Chinese Views of the International Monetary System and the SDR
by Barry Eichengreen
This project will attempt to reconstruct China’s international financial objectives by placing them in their historical context. It will use the history of China’s interventions in the deliberations of the IMF executive board to trace the evolution of the country’s positions on the international financial architecture. The principal materials (the main data) used as input to the analysis will be the transcripts of the deliberations of the IMF board, which are available in the IMF archives for the period since the creation of the SDR in 1970. The plan is to go through these transcripts and extract the intervention of the Chinese executive director as the basis for tracing changes in the country’s views over time. Questions will include the following:
1. When did China first begin to engage in any discussion about the SDR at the IMF? What was the country’s learning process?
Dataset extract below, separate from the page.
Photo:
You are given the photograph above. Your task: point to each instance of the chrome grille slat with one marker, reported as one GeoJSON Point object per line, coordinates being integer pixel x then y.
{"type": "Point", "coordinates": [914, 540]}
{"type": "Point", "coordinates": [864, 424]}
2. How has China’s understanding of the SDR evolved (e.g. as liquidity instrument, development tool, alternative to a dollar-based currency system)?
3. How have the frequency and extent of Chinese interventions on SDR related issues changed quantitatively (can their extent be traced using count data)?
4. How should China’s position vis-à-vis the US, Europe and other developing countries be characterized? What specifically has been China’s position on a range of SDR-specific questions (allocation, basket composition, etc. in different time periods)?
5. Has China’s position on inclusion of the RMB in the SDR basket changed over time? When did this first become a priority of Chinese policy?
6. What are China’s views, positive or negative, about the emergence of a multiple international currency (“multi-polar”) international monetary system?
7. What do the answers imply for whether China is likely to work through multilateral institutions like the IMF or regional constructs like its newly created Asia Infrastructure investment Bank?